Eugen Sorg, Gastautor / 18.03.2018 / 06:20 / Foto: Pixabay / 30 / Seite ausdrucken

Krieg ist plötzlich wieder sehr nahe und real

Die meisten der heute lebenden Europäer haben keinen Krieg mehr erlebt. Sie sind nach 1945 geboren und aufgewachsen in einer nun seit über siebzig Jahren andauernden Periode des Friedens. Krieg ist für die pazifistischen, auf Dialog, Toleranz und Gruppentherapie gestimmten europäischen Zeitgenossen etwas Fremdes geworden, eine archaische Veranstaltung, ein atavistischer Kropf aus einer zivilisatorischen Frühzeit. Er passt nicht mehr ins Heute und wird verschwinden, so die vorherrschende, aber naive Auffassung, wenn nur endlich alle Menschen zu denselben materiellen und kulturellen Segnungen Zugang haben werden wie wir privilegierten Westler.
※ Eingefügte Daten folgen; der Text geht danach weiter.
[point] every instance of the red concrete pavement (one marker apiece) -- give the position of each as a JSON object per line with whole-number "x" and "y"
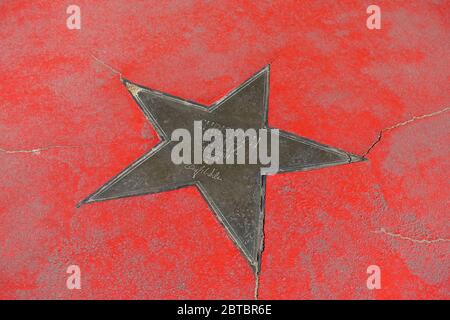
{"x": 67, "y": 125}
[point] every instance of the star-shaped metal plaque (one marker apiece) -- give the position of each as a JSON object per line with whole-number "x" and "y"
{"x": 234, "y": 192}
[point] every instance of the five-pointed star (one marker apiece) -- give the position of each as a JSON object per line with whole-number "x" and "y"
{"x": 238, "y": 198}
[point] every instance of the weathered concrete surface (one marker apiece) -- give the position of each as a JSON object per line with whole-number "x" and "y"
{"x": 67, "y": 124}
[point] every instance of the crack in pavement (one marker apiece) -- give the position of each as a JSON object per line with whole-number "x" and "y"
{"x": 256, "y": 286}
{"x": 38, "y": 150}
{"x": 401, "y": 124}
{"x": 399, "y": 236}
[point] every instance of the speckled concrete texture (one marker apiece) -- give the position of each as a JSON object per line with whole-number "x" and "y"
{"x": 67, "y": 125}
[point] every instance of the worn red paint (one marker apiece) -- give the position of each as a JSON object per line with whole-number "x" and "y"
{"x": 332, "y": 80}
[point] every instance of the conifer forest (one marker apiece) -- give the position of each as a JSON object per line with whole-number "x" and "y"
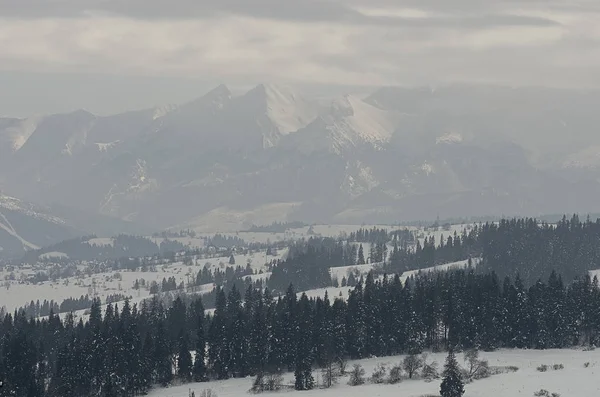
{"x": 126, "y": 350}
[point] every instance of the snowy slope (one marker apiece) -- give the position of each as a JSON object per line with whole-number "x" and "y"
{"x": 575, "y": 380}
{"x": 348, "y": 123}
{"x": 268, "y": 112}
{"x": 25, "y": 226}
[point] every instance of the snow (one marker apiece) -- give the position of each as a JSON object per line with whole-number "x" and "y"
{"x": 101, "y": 242}
{"x": 103, "y": 147}
{"x": 286, "y": 110}
{"x": 20, "y": 292}
{"x": 16, "y": 205}
{"x": 344, "y": 271}
{"x": 54, "y": 254}
{"x": 439, "y": 268}
{"x": 449, "y": 138}
{"x": 19, "y": 133}
{"x": 573, "y": 381}
{"x": 437, "y": 234}
{"x": 8, "y": 228}
{"x": 365, "y": 121}
{"x": 586, "y": 158}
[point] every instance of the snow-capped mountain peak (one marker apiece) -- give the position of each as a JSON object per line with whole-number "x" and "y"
{"x": 283, "y": 108}
{"x": 449, "y": 138}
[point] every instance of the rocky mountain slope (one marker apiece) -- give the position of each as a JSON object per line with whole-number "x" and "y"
{"x": 273, "y": 155}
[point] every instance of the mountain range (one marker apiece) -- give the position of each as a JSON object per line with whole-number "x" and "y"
{"x": 223, "y": 162}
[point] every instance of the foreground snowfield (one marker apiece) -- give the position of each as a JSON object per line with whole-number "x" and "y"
{"x": 575, "y": 380}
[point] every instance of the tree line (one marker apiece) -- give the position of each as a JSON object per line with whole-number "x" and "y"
{"x": 127, "y": 351}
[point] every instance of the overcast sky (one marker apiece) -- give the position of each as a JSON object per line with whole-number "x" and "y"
{"x": 113, "y": 55}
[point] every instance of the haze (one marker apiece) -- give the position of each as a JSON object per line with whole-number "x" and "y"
{"x": 111, "y": 56}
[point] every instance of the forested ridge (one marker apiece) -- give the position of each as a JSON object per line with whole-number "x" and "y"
{"x": 531, "y": 289}
{"x": 127, "y": 351}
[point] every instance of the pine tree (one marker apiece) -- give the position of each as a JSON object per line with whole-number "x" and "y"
{"x": 304, "y": 354}
{"x": 199, "y": 370}
{"x": 452, "y": 384}
{"x": 184, "y": 359}
{"x": 361, "y": 256}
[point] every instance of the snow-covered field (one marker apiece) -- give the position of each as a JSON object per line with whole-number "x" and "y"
{"x": 575, "y": 380}
{"x": 16, "y": 293}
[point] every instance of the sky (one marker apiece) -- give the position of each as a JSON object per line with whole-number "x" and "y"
{"x": 108, "y": 56}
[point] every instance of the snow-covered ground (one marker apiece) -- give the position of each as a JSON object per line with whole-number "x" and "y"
{"x": 575, "y": 380}
{"x": 16, "y": 293}
{"x": 440, "y": 268}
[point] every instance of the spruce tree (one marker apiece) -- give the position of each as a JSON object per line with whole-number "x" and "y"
{"x": 361, "y": 256}
{"x": 184, "y": 359}
{"x": 199, "y": 369}
{"x": 452, "y": 384}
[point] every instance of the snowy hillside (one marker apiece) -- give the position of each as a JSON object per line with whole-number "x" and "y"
{"x": 25, "y": 226}
{"x": 348, "y": 123}
{"x": 577, "y": 379}
{"x": 273, "y": 154}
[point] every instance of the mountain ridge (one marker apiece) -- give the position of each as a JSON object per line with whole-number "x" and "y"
{"x": 399, "y": 152}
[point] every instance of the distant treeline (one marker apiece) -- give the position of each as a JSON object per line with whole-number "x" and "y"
{"x": 277, "y": 227}
{"x": 123, "y": 246}
{"x": 129, "y": 350}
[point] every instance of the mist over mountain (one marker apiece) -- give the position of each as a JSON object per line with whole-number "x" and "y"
{"x": 223, "y": 162}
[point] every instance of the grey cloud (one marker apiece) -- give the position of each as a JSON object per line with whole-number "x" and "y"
{"x": 289, "y": 10}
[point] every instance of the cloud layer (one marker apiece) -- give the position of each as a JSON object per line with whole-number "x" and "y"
{"x": 345, "y": 42}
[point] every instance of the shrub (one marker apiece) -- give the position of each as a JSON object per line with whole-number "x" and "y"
{"x": 357, "y": 375}
{"x": 330, "y": 375}
{"x": 208, "y": 393}
{"x": 379, "y": 373}
{"x": 412, "y": 363}
{"x": 430, "y": 371}
{"x": 267, "y": 382}
{"x": 395, "y": 374}
{"x": 545, "y": 393}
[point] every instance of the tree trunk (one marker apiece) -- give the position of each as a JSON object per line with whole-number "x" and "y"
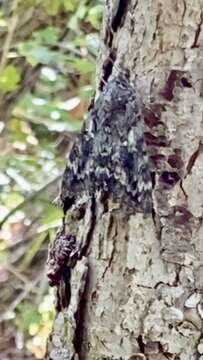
{"x": 137, "y": 291}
Dabei wird aber ausgeblendet, dass sich die europäische Friedensära ironischerweise in erster Linie dem zerstörungsmächtigen militärischen Schutzschirm Amerikas verdankte, der sowjet-kommunistische Expansionsgelüste in Schach hielt. Und es werden andere, auch irrationale, unberechenbare, in der Natur des Menschen liegende Motive übersehen, die für den Ausbruch und den mitunter für alle Beteiligten verheerenden Verlauf von Kriegen mitverantwortlich sind.
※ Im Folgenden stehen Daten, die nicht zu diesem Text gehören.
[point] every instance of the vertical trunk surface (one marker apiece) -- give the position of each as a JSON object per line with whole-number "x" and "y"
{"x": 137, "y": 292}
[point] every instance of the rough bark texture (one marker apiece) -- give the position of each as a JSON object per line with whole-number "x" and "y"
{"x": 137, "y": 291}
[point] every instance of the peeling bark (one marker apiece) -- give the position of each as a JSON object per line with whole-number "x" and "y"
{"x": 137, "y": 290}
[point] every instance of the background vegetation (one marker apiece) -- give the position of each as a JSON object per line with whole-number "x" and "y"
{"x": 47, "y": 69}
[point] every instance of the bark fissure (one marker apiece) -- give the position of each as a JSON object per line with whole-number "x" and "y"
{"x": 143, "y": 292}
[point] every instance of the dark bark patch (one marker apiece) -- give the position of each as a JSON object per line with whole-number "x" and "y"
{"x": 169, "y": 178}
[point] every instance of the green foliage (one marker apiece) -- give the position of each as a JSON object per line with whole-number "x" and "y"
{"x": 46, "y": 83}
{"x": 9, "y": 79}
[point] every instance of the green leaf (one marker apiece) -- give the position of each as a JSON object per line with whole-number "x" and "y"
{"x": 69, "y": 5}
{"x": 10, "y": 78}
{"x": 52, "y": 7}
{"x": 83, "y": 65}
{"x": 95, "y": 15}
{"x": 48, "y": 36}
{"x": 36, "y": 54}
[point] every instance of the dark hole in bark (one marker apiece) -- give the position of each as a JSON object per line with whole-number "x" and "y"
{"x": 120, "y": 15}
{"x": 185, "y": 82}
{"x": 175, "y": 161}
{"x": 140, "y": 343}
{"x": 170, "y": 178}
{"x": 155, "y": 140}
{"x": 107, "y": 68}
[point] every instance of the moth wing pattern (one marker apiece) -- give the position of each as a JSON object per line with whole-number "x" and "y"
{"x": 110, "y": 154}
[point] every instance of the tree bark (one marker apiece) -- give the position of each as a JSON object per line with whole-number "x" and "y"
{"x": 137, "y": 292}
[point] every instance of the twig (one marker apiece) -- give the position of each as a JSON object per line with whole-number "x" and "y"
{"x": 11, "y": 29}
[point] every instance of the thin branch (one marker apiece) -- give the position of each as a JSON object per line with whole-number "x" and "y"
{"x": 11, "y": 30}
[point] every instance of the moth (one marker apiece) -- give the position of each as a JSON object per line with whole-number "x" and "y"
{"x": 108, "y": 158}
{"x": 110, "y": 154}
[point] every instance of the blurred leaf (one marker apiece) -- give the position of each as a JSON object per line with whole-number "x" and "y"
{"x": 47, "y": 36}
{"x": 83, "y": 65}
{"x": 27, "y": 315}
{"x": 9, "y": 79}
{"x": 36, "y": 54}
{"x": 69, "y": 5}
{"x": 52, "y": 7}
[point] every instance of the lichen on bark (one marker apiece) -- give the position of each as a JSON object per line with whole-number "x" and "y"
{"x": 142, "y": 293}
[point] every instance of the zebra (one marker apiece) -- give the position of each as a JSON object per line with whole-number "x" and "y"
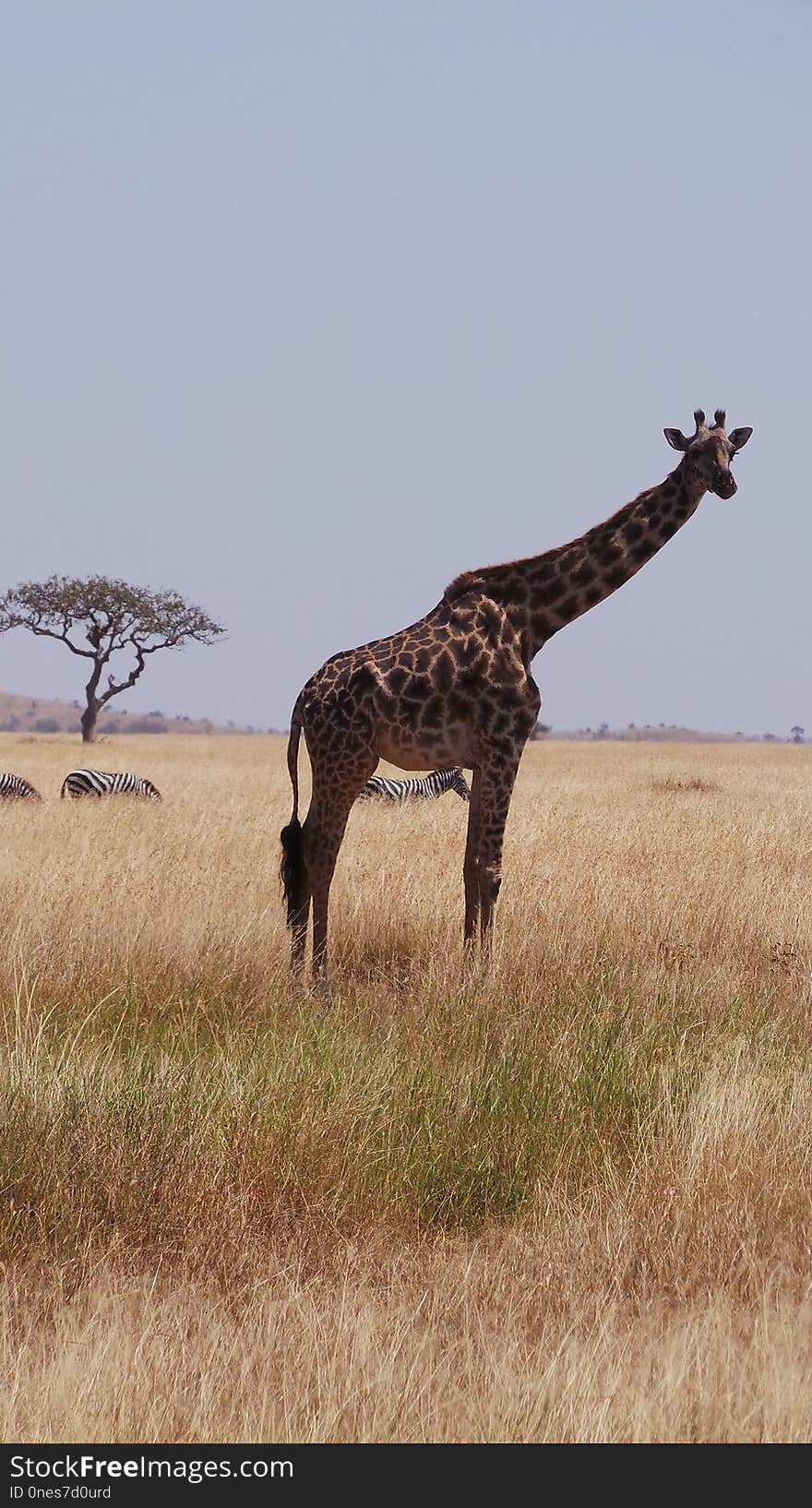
{"x": 12, "y": 787}
{"x": 435, "y": 784}
{"x": 102, "y": 783}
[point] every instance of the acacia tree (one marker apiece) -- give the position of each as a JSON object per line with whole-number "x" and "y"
{"x": 109, "y": 617}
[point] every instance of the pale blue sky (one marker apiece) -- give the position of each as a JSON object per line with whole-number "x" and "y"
{"x": 306, "y": 308}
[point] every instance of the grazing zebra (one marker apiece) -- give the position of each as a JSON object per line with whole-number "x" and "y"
{"x": 435, "y": 784}
{"x": 12, "y": 787}
{"x": 102, "y": 783}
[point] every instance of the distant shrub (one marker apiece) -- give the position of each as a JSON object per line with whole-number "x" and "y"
{"x": 674, "y": 783}
{"x": 147, "y": 725}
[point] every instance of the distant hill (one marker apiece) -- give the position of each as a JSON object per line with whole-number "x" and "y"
{"x": 50, "y": 715}
{"x": 659, "y": 733}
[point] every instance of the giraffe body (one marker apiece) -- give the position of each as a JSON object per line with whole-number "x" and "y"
{"x": 455, "y": 688}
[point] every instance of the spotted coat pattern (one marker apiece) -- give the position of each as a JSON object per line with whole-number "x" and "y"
{"x": 455, "y": 687}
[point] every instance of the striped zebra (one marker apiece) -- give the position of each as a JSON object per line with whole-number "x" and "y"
{"x": 435, "y": 784}
{"x": 12, "y": 787}
{"x": 102, "y": 783}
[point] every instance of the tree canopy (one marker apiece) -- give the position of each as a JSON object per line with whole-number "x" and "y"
{"x": 98, "y": 617}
Es ist wahrscheinlich kein Zufall, dass in jüngster Zeit gleich drei deutschsprachige Publikationen erschienen sind, die sich auf unterschiedlichste Weise mit dem Dreißigjährigen Krieg befassen, jener menschengemachten Katastrophe, die im 17. Jahrhundert weite Teile Mitteleuropas verwüstete.
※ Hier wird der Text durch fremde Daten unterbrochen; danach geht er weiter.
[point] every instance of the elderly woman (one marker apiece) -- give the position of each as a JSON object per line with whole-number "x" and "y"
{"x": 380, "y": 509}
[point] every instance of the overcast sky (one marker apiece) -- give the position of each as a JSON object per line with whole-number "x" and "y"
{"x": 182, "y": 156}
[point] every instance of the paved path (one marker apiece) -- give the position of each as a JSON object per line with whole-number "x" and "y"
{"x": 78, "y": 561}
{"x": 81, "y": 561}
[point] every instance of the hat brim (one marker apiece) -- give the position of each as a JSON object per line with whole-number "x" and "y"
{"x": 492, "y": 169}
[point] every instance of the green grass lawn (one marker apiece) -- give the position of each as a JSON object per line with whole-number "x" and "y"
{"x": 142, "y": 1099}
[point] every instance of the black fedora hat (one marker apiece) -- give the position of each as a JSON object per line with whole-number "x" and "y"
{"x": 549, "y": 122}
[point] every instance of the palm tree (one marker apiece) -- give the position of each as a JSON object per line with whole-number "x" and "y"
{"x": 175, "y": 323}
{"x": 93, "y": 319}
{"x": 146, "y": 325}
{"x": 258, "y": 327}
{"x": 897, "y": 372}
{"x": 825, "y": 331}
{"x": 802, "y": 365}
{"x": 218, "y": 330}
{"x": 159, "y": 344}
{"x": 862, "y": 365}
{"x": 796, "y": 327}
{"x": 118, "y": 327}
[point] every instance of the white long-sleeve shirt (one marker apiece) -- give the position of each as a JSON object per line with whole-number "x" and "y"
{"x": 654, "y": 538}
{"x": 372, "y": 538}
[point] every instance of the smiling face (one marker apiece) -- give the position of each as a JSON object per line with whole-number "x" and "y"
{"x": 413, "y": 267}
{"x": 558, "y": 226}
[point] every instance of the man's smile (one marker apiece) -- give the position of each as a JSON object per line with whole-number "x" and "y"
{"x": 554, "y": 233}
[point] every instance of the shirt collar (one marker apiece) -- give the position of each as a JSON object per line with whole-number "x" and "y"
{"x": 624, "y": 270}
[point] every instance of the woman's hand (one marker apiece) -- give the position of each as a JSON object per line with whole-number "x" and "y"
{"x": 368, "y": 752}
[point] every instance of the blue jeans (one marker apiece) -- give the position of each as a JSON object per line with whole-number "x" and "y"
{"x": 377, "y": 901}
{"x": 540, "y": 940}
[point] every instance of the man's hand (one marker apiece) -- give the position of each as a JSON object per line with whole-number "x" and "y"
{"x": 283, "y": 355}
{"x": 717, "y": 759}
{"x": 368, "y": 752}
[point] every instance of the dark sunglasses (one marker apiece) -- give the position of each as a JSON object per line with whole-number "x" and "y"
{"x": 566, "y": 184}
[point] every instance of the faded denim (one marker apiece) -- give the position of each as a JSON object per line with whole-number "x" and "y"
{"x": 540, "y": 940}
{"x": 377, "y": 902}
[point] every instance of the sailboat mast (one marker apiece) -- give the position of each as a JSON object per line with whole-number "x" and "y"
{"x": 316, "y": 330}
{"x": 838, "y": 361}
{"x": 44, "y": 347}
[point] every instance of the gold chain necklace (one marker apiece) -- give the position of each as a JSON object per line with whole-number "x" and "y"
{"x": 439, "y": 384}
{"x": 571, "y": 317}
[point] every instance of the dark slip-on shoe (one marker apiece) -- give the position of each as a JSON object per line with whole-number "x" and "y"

Kehlmann, Maron, Safranski

Angesichts des anhaltenden und sich ausweitenden Gemetzels im Vorderen Orient, in der Sahelzone und in Südostasien und der Migration von Millionen hauptsächlich jungen Männern aus diesen Krisengebieten nach Europa wächst hier die Beunruhigung. Der Krieg ist plötzlich wieder sehr nahe und real. Das Bedürfnis nach Einordnung und Orientierung wächst, und die Verhältnisse im Europa der frühen Neuzeit sind vergleichbar mit jenen entlang den blutigen Rändern der heutigen Wohlstandszonen. Es ist verlockend, vierhundert Jahre zurückzublicken, um sich in die verstörende neue Gegenwart besser hineinversetzen zu können.

Eine grosse Leserschaft fand der Roman „Tyll“ von Daniel Kehlmann. Der Schriftsteller schickt seinen Helden Tyll Ulenspiegel, einen Gaukler und Spötter, auf eine Reise durch die Wirren des Dreißigjährigen Kriegs. Die Brutalitäten der Zeit werden vergegenwärtigt, die Gewalt, der Hunger, die Seuchen, der Aberglaube, der unbarmherzige und verlogene Fanatismus der katholischen wie der protestantischen Geistlichkeit, aber auch die kaltblütige List und der amoralische Charme, die einer entwickeln muss, um sich in einer Welt durchzuschlagen, in der ein Menschenleben nichts wiegt.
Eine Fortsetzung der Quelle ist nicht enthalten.